In response to a polio outbreak in London, authorities in the United Kingdom plan to relaunch a child vaccination campaign.
Following a polio outbreak last year, British authorities are resuming efforts to vaccinate every child in London aged one to eleven.
After the formerly extinct disease was discovered in the city’s sewer system last year, an initial campaign to immunise all children was launched, with the virus thought to have possibly re-entered open-borders Britain from abroad.
Despite this effort to vaccinate the most vulnerable population, uptake for the childhood polio jab in London remains well below the national average, with the country’s National Health Service now set to renew efforts to inoculate more children against the virus, which can cause paralysis and even death.
“Until we reach every last child, we cannot be sure that we will not see a case of paralysis,” The Telegraph reports Dr Vanessa Saliba of the UK Health Security Agency (UKHSA) as saying regarding the outbreak.

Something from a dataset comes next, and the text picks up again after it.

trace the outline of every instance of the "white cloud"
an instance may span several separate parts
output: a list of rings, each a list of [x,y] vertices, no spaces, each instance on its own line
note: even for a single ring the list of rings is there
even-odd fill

“Even a single case of paralysis from polio would be a tragedy as it is completely preventable,” she continued. “Only by improving vaccination coverage across all communities can we ensure resilience against future disease threats.”
The ongoing Polio outbreak is thought to be the result of the live oral polio vaccine (OPV), a type of inoculation that involves administering live but weakened forms of the polio virus to the individual receiving the vaccination.
Although the vaccine appears to be effective in preventing polio infections, it also causes the person who receives it to shed a “vaccine-like virus” in their stool, which can sometimes mutate into a far more dangerous “vaccine-derived” poliovirus that can cause significant harm to humans.
As a result, London has seen the return of a virus that had previously been declared extinct in the country since 2003, with experts now fearing that the country could see its first case of polio paralysis since 1984.